Ahora, gracias a las escuchas de la Operación Soule, tenemos una idea bastante aproximada de cómo y gracias a qué métodos era elegido, una y otra vez, Villar como presidente de la federación. Algo olía a podrido en una organización que llevaba con los mismos dirigentes desde el año 1988 y, efectivamente, lo que se deduce de dichas conversaciones telefónicas es la existencia de una red clientelar de directivos intimidados que o bien apoyaban a Villar o eran automáticamente descendidos hasta los infiernos. Pese a todo, a pesar de la gravedad de las acusaciones vertidas contra Villar por parte de un juez de la Audiencia Nacional y aunque las filtraciones de la Operación Soule dejen en evidencia al aún presidente de la federación, Julen Lopetegui aprovechó el final de un partido de la selección para mandarle un abrazo muy fuerte a la persona que le puso ahí a dedo: "Sé fuerte, Ángel Mari". ¿Por qué lo hizo?... Pues lo hizo porque el interés de España va por un lado y el de los federativos, incluido el seleccionador, va por el otro.

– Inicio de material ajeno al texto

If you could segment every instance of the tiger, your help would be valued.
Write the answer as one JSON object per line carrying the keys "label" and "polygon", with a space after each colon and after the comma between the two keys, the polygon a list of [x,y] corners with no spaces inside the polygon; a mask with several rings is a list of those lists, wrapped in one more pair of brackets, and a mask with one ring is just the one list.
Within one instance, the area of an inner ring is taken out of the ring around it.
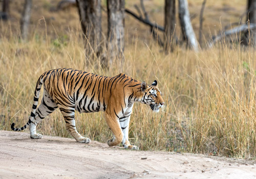
{"label": "tiger", "polygon": [[[37,108],[42,85],[43,97]],[[37,80],[28,122],[18,128],[13,123],[11,128],[20,131],[29,126],[30,138],[41,139],[42,136],[36,133],[37,124],[58,107],[70,135],[77,142],[89,143],[91,140],[76,130],[75,110],[80,113],[102,111],[113,134],[108,145],[116,146],[121,142],[125,149],[138,149],[137,146],[131,145],[128,137],[135,102],[147,104],[154,111],[158,112],[164,102],[157,81],[148,85],[123,73],[111,77],[71,69],[51,70],[44,73]]]}

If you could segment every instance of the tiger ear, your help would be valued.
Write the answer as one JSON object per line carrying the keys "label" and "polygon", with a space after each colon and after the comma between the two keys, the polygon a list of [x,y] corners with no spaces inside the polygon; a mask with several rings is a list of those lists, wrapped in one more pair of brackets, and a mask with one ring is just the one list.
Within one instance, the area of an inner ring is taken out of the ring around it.
{"label": "tiger ear", "polygon": [[147,88],[147,84],[145,81],[143,81],[141,83],[141,91],[144,92]]}
{"label": "tiger ear", "polygon": [[157,86],[157,80],[154,81],[154,82],[152,83],[152,85],[155,86]]}

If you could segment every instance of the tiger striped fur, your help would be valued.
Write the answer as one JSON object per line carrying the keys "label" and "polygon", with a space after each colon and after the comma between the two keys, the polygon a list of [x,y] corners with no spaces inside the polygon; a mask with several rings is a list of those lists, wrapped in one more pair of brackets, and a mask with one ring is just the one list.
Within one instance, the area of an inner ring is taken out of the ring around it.
{"label": "tiger striped fur", "polygon": [[[37,108],[41,86],[44,86],[41,103]],[[104,111],[105,118],[114,134],[108,142],[110,146],[122,142],[125,148],[138,149],[128,139],[129,122],[133,104],[138,101],[150,105],[158,111],[164,102],[157,87],[156,80],[151,85],[140,82],[120,73],[109,77],[69,69],[59,69],[45,72],[39,78],[35,90],[34,102],[28,122],[30,137],[40,139],[36,132],[36,125],[59,107],[64,117],[66,128],[77,142],[88,143],[90,140],[76,130],[75,110],[79,113]]]}

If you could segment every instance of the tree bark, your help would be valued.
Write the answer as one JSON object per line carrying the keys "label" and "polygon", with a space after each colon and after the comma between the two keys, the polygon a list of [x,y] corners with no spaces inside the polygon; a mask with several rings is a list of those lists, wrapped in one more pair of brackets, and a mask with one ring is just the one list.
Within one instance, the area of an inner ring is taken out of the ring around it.
{"label": "tree bark", "polygon": [[108,0],[108,50],[109,63],[123,60],[124,50],[124,0]]}
{"label": "tree bark", "polygon": [[197,51],[198,42],[191,24],[187,0],[179,0],[179,17],[181,30],[183,40],[186,41],[187,46]]}
{"label": "tree bark", "polygon": [[0,19],[6,20],[8,19],[9,0],[3,0],[2,4],[2,12],[0,12]]}
{"label": "tree bark", "polygon": [[20,20],[20,33],[22,38],[25,40],[27,39],[28,37],[32,4],[32,0],[25,0],[23,13]]}
{"label": "tree bark", "polygon": [[101,51],[101,9],[100,0],[76,0],[84,34],[86,53],[98,56]]}
{"label": "tree bark", "polygon": [[[247,9],[248,13],[246,23],[248,25],[256,24],[256,0],[248,0]],[[251,44],[256,46],[256,30],[255,29],[250,30],[245,33],[244,38],[244,43],[246,45]]]}
{"label": "tree bark", "polygon": [[175,0],[165,0],[164,8],[164,29],[165,52],[173,50],[175,24]]}

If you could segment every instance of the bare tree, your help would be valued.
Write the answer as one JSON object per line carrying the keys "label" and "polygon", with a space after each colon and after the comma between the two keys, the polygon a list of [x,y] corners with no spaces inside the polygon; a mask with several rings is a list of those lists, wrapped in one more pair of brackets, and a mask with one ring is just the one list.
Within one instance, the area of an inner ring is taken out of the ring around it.
{"label": "bare tree", "polygon": [[[248,25],[256,24],[256,0],[247,1],[248,16],[246,18],[246,23]],[[256,46],[256,30],[255,29],[250,29],[245,34],[243,38],[244,43],[246,45],[250,44]]]}
{"label": "bare tree", "polygon": [[123,61],[124,49],[124,0],[108,0],[108,50],[109,62],[120,58]]}
{"label": "bare tree", "polygon": [[164,48],[168,53],[173,50],[173,37],[175,30],[175,0],[165,0],[164,8]]}
{"label": "bare tree", "polygon": [[201,8],[201,11],[200,11],[200,16],[199,18],[199,22],[200,22],[200,25],[199,25],[199,34],[198,34],[198,42],[199,43],[199,44],[201,46],[201,42],[202,42],[202,34],[203,33],[203,21],[204,20],[203,17],[203,14],[204,13],[204,7],[205,7],[205,4],[206,3],[206,0],[204,0],[203,2],[203,3],[202,4],[202,7]]}
{"label": "bare tree", "polygon": [[25,0],[20,20],[20,33],[23,39],[26,39],[28,37],[32,5],[32,0]]}
{"label": "bare tree", "polygon": [[8,19],[9,0],[3,0],[2,12],[0,12],[0,19],[6,20]]}
{"label": "bare tree", "polygon": [[100,0],[76,0],[81,21],[85,35],[85,48],[90,54],[97,56],[101,52],[101,10]]}
{"label": "bare tree", "polygon": [[190,19],[187,0],[179,0],[179,17],[183,40],[187,41],[188,47],[195,51],[198,49],[198,42]]}

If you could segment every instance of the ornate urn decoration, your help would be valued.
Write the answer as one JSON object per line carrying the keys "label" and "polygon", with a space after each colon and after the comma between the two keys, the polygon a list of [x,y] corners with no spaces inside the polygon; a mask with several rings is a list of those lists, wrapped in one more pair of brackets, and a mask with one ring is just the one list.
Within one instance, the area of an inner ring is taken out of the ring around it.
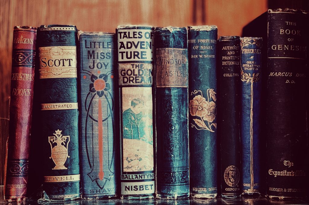
{"label": "ornate urn decoration", "polygon": [[[61,134],[62,130],[56,130],[54,136],[48,137],[48,141],[50,144],[51,156],[49,159],[52,159],[56,165],[53,169],[66,169],[64,163],[68,157],[68,146],[70,142],[69,136],[64,136]],[[55,144],[57,144],[55,145]]]}

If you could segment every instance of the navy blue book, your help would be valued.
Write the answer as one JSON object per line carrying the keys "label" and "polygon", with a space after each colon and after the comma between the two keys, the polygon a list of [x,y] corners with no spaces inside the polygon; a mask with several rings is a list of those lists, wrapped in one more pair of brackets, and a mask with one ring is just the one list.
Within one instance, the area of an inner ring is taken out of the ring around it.
{"label": "navy blue book", "polygon": [[154,30],[133,26],[116,30],[123,198],[154,196]]}
{"label": "navy blue book", "polygon": [[188,27],[190,193],[217,196],[217,41],[214,26]]}
{"label": "navy blue book", "polygon": [[262,38],[240,38],[240,142],[243,194],[260,192]]}
{"label": "navy blue book", "polygon": [[220,36],[218,41],[218,135],[221,142],[222,195],[239,196],[240,45],[239,36]]}
{"label": "navy blue book", "polygon": [[155,30],[157,197],[189,196],[187,28]]}
{"label": "navy blue book", "polygon": [[79,31],[82,196],[116,196],[115,34]]}
{"label": "navy blue book", "polygon": [[76,31],[72,26],[38,29],[42,161],[37,163],[51,199],[80,196]]}

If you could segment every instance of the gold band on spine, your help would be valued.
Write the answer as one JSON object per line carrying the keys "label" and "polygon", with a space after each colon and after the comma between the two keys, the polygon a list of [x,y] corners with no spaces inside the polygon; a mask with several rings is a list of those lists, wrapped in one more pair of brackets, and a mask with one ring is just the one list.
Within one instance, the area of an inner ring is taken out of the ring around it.
{"label": "gold band on spine", "polygon": [[41,110],[74,110],[77,109],[77,102],[61,102],[46,103],[41,104]]}
{"label": "gold band on spine", "polygon": [[44,28],[39,28],[38,30],[76,30],[76,28],[75,27],[46,27]]}
{"label": "gold band on spine", "polygon": [[76,46],[39,48],[40,78],[77,78]]}
{"label": "gold band on spine", "polygon": [[79,181],[79,175],[64,176],[44,176],[44,182],[66,182]]}

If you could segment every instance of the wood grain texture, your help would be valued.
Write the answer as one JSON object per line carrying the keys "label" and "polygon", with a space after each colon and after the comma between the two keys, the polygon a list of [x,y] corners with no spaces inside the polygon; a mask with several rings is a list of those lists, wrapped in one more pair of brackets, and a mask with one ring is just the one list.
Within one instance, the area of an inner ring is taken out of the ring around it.
{"label": "wood grain texture", "polygon": [[0,118],[0,186],[4,184],[6,140],[9,136],[9,120]]}
{"label": "wood grain texture", "polygon": [[218,26],[218,36],[240,36],[243,28],[267,10],[267,1],[206,0],[206,21]]}

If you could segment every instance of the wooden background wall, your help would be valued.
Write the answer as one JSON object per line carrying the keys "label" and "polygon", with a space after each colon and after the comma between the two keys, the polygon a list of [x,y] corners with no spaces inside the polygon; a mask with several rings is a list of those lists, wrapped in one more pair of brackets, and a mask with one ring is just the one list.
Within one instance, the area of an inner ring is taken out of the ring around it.
{"label": "wooden background wall", "polygon": [[0,118],[9,116],[15,26],[74,25],[114,32],[124,24],[214,25],[219,35],[238,35],[267,8],[266,0],[0,0]]}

No creo que nadie con dos dedos de frente esperase que Lopetegui dejara fuera de la lista de convocados a Piqué. Pero a mí el razonamiento del seleccionador nacional me resultó casi más ofensivo que el tuit del defensa central del Barça, que ya sabemos todos de qué va. El argumento de Julen, puesto ahí por el dedazo del excarcelado Villar, del que ahora se va conociendo cómo manejaba su chiringuito federativo, fue el siguiente: "No vamos a dejar que el ruido del exterior nos descentre de lo realmente importante, que es la clasificación para el Mundial". Pero, ¿a quién representa exactamente Lopetegui, a la federación o a la nación, a Villar o a España? Y ese extraño y molesto "ruido exterior", ¿de dónde procede, del espacio? ¿Fruto de qué se produce dicho ruido? ¿No lo ha provocado uno de sus jugadores al manifestarse públicamente en contra de la ley, la democracia y la Constitución y pidiendo a otros ciudadanos catalanes que hagan lo propio? Lopetegui no es seleccionador nacional de España sino de Villaristán, cuya capital es Piquelandia. Pase lo que pase, en el Mundial de Rusia mi selección no estará representada.